Anna berührte ihr Gesicht und merkte, dass sie weinte.

Warum weinte sie?

Hatte sie nicht gewusst, dass es falsch war?

Anna, du bist wirklich eine Idiotin. Nach all den Malen, die das Schicksal dich betrogen hat, fällst du immer noch darauf herein?

Du wusstest, dass es falsch war, und bist trotzdem gekommen... Was wolltest du beweisen? Wie erbärmlich du bist?

Anna drehte sich um und floh aus diesem erstickenden Ort.

Sie nahm ein Taxi und fuhr so schnell wie möglich zum Flughafen. Dort stürzte sie in die Toilette und begann, das Brautkleid von sich zu reißen.

Ausziehen, ausziehen, alles ausziehen!

Das Kleid war so eng, so erstickend.

Hilfe! Hilfe! Hilfe!

Sie hielt es nicht mehr aus. Alles war so erstickend, sie bekam keine Luft mehr. Sie musste sofort aus diesem verdammten Brautkleid raus, dann von hier verschwinden, für immer, ohne je zurückzublicken!

Endlich, nach wildem Zerren, war das Brautkleid in Fetzen.

Anna warf das weiße Kleid in die schmutzige Flughafentoilette, holte ein schwarzes Trägerkleid aus ihrer Tasche und zog es an.

Ihr Handy vibrierte wie verrückt. Anna sah nach – Maximilian hatte sie unzählige Male angerufen.

Seit sie ins Taxi gestiegen war, rief er ständig an. Über dreißig Anrufe.

Aber sie war zu sehr zusammengebrochen und hatte es nicht bemerkt.

Das Handy vibrierte weiter. Maximilian rief immer noch an.

Anna nahm die SIM-Karte heraus, brach sie entzwei und warf sie weg.

Es war fast 19 Uhr. Sie holte ihr Ticket, ging durch die Sicherheitskontrolle und bestieg das Flugzeug.

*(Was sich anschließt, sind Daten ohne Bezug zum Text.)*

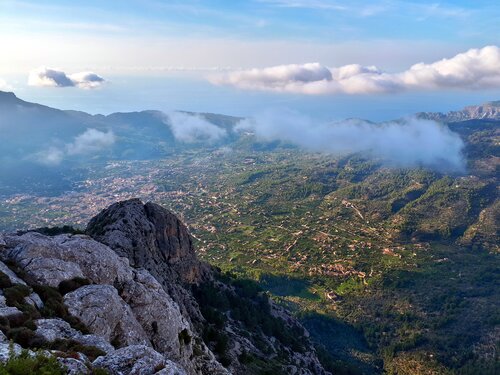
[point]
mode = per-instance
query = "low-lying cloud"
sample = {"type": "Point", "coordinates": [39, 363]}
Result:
{"type": "Point", "coordinates": [406, 143]}
{"type": "Point", "coordinates": [47, 77]}
{"type": "Point", "coordinates": [472, 70]}
{"type": "Point", "coordinates": [90, 142]}
{"type": "Point", "coordinates": [4, 86]}
{"type": "Point", "coordinates": [191, 128]}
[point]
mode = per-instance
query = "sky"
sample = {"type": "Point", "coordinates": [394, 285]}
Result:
{"type": "Point", "coordinates": [377, 60]}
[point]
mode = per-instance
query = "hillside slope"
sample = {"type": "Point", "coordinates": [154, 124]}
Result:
{"type": "Point", "coordinates": [135, 299]}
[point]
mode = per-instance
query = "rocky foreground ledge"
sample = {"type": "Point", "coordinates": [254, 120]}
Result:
{"type": "Point", "coordinates": [130, 297]}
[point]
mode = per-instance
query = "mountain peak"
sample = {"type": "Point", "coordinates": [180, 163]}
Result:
{"type": "Point", "coordinates": [485, 111]}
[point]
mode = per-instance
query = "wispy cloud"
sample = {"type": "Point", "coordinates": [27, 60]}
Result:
{"type": "Point", "coordinates": [309, 4]}
{"type": "Point", "coordinates": [4, 86]}
{"type": "Point", "coordinates": [192, 128]}
{"type": "Point", "coordinates": [409, 142]}
{"type": "Point", "coordinates": [47, 77]}
{"type": "Point", "coordinates": [90, 142]}
{"type": "Point", "coordinates": [471, 70]}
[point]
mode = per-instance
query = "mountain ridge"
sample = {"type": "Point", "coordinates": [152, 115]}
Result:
{"type": "Point", "coordinates": [141, 292]}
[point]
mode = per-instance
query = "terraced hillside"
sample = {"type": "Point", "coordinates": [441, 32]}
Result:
{"type": "Point", "coordinates": [389, 269]}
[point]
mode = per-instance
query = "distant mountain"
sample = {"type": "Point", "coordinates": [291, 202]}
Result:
{"type": "Point", "coordinates": [486, 111]}
{"type": "Point", "coordinates": [29, 130]}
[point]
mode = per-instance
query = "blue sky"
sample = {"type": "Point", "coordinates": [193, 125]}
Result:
{"type": "Point", "coordinates": [158, 54]}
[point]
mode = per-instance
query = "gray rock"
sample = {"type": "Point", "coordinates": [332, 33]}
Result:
{"type": "Point", "coordinates": [99, 263]}
{"type": "Point", "coordinates": [50, 260]}
{"type": "Point", "coordinates": [34, 300]}
{"type": "Point", "coordinates": [14, 279]}
{"type": "Point", "coordinates": [54, 329]}
{"type": "Point", "coordinates": [102, 310]}
{"type": "Point", "coordinates": [158, 314]}
{"type": "Point", "coordinates": [7, 350]}
{"type": "Point", "coordinates": [96, 341]}
{"type": "Point", "coordinates": [9, 312]}
{"type": "Point", "coordinates": [74, 366]}
{"type": "Point", "coordinates": [150, 237]}
{"type": "Point", "coordinates": [137, 360]}
{"type": "Point", "coordinates": [41, 258]}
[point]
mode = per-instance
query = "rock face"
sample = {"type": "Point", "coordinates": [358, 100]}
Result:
{"type": "Point", "coordinates": [150, 237]}
{"type": "Point", "coordinates": [140, 267]}
{"type": "Point", "coordinates": [486, 111]}
{"type": "Point", "coordinates": [137, 359]}
{"type": "Point", "coordinates": [55, 329]}
{"type": "Point", "coordinates": [102, 310]}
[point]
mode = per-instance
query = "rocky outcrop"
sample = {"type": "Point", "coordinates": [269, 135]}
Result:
{"type": "Point", "coordinates": [486, 111]}
{"type": "Point", "coordinates": [150, 237]}
{"type": "Point", "coordinates": [138, 360]}
{"type": "Point", "coordinates": [102, 310]}
{"type": "Point", "coordinates": [51, 330]}
{"type": "Point", "coordinates": [131, 283]}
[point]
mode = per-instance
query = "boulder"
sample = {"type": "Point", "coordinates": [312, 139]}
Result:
{"type": "Point", "coordinates": [74, 366]}
{"type": "Point", "coordinates": [8, 350]}
{"type": "Point", "coordinates": [98, 262]}
{"type": "Point", "coordinates": [34, 300]}
{"type": "Point", "coordinates": [14, 279]}
{"type": "Point", "coordinates": [150, 236]}
{"type": "Point", "coordinates": [50, 260]}
{"type": "Point", "coordinates": [137, 360]}
{"type": "Point", "coordinates": [105, 313]}
{"type": "Point", "coordinates": [10, 312]}
{"type": "Point", "coordinates": [158, 314]}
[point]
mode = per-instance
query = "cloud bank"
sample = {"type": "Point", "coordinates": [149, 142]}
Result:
{"type": "Point", "coordinates": [192, 128]}
{"type": "Point", "coordinates": [47, 77]}
{"type": "Point", "coordinates": [4, 86]}
{"type": "Point", "coordinates": [90, 142]}
{"type": "Point", "coordinates": [472, 70]}
{"type": "Point", "coordinates": [406, 143]}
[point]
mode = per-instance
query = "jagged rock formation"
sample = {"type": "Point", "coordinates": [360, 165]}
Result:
{"type": "Point", "coordinates": [135, 284]}
{"type": "Point", "coordinates": [486, 111]}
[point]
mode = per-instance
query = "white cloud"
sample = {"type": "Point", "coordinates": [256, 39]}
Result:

Eine Sekunde vor dem Start löschte sie alle ihre Social-Media-Konten.

Die Flugbegleiterin kam und bat sie, das Handy auszuschalten. Sie nickte lächelnd.

Das Display wurde schwarz, gleichzeitig hob das Flugzeug ab.

Anna lehnte sich in ihren Sitz zurück und schloss langsam die Augen.

Maximilian, ich sage dir nicht auf Wiedersehen.

Denn ich hoffe, wir sehen uns nie wieder.